To the editor: Republicans need to tell President Trump that for the good of the country it’s time for him to go. The political and security crises of these last two weeks alone have deeply wounded his presidency, and they were all self-inflicted. (“Republicans need to screw up their courage and tell Trump to go,” Opinion, May 17)
But Vice President Mike Pence, who would succeed Trump, is subject to concern over his integrity and complicity in these scandals. As conservative commentator Bill Kristol said in January, “Trump corrupts,” meaning those intimately involved with Trump and his presidential campaign will forever operate under a poisonous cloud of association with him.
House Speaker Paul Ryan (R-Wis.) would be in line for the presidency after Pence, and now a secret recording of him silencing his fellow Republicans from chattering about Trump and Russia taints him too.
Walter Dominguez, Los Angeles
To the editor: Although it is becoming ever more apparent that Trump is unfit for the presidency, I have qualms about the prospect of his possible departure. If the erratic behavior and ignorance of this administration give way to a smoother operation, will the public relapse into docile acquiescence?
The Republican Party and Trump want to pursue the same policies. Presumably the GOP would have smoother sailing without Trump in enacting tax cuts primarily for the rich; fewer safeguards for workers, consumers and minorities; regulations that would speed up climate change and despoil the environment; and privatization of important government functions.
If Trump goes, will citizens continue to mobilize against these extraordinary assaults?
Grace Bertalot, Anaheim
To the editor: Max Boot is certainly correct about one thing: If Trump does resign, it will be because his fellow Republicans force him to. He will not resign because of anything House Minority Leader Nancy Pelosi (D-San Francisco), Senate Minority Leader Chuck Schumer (D-N.Y.) or any other Democrat says about him.

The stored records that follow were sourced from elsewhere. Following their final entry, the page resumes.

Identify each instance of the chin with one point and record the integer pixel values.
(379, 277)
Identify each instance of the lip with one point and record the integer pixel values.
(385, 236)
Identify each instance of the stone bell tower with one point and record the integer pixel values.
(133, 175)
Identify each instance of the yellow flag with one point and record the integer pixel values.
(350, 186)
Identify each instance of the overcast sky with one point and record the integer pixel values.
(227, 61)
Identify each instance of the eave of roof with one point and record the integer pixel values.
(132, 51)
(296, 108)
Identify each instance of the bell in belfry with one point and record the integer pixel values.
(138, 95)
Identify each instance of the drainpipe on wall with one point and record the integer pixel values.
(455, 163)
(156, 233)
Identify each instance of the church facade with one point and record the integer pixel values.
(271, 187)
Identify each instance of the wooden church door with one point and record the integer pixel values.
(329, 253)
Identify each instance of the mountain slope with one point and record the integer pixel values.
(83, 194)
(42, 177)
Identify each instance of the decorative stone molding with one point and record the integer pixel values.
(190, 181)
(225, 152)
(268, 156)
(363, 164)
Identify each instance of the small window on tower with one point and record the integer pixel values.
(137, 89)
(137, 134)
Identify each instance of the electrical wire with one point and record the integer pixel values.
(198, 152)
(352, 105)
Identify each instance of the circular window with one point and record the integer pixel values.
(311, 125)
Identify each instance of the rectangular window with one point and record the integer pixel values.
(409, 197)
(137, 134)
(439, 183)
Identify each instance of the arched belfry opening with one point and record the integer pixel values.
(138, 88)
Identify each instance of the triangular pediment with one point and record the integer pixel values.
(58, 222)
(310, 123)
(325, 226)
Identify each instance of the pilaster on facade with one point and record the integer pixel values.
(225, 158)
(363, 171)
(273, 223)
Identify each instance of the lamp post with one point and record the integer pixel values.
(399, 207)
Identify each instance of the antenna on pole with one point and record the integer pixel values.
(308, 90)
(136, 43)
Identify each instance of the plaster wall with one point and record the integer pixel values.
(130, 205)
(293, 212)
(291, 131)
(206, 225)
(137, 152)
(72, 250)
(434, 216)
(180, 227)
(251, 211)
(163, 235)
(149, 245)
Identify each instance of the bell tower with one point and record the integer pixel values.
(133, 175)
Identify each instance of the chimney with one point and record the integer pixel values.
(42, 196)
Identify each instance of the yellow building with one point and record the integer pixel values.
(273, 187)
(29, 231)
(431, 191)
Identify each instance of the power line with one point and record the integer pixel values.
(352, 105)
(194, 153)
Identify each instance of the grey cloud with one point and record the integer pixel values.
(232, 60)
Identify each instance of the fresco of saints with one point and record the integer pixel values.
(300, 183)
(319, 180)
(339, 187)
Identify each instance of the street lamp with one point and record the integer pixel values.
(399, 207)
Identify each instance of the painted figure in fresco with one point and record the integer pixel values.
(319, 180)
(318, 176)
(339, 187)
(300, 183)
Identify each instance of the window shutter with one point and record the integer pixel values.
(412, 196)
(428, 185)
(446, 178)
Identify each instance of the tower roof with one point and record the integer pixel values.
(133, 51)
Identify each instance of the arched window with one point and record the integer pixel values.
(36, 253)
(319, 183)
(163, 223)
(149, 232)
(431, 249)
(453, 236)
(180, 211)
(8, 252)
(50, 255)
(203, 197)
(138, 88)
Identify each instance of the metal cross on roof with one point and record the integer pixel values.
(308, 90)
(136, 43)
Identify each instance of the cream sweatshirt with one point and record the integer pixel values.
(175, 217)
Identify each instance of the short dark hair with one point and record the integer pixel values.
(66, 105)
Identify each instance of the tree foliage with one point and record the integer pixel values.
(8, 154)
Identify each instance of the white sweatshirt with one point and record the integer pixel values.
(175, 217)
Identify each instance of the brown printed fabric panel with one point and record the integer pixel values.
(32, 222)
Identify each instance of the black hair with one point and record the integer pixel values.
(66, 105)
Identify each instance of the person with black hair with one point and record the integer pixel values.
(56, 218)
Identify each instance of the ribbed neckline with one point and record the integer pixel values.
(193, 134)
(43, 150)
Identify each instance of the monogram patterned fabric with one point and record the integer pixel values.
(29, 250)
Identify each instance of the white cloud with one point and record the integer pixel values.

I expect Trump to weather the storm and fight back with everything he has.
As for the good of the country, both the Republicans and Democrats have proved they are far more interested in their own political parties. If and when Republican legislators feel that not removing Trump from office will hurt their own chances of reelection, only then will they finally act.
Charles Reilly, Manhattan Beach
To the editor: Republicans should definitely tell Trump it is time to go, but they’d be preaching to the choir. Trump has recently lamented that he misses his old life and shown contempt for the job by golfing more weekends than actually governing.
Perhaps all these admissions and Russian photos and leaks are from him. He is, after all, the master manipulator.
We can only hope that Trump’s selfishness will motivate him to resign and return to the life he misses so much so we can return to the life that Americans miss so much.
Rosemary Chiaverini, Sherman Oaks
To the editor: Renfield picking imaginary flies out of the air in “Dracula” is no match for Trump’s unhinged presidency.
A “witch hunt?” I think not. At no point does Trump take responsibility or offer contrition for his countless irrational missteps and lies.
Drowning in his own delusional desperation, might he just “fire” himself and ride out in a blaze of “victimized” glory? Don’t be surprised.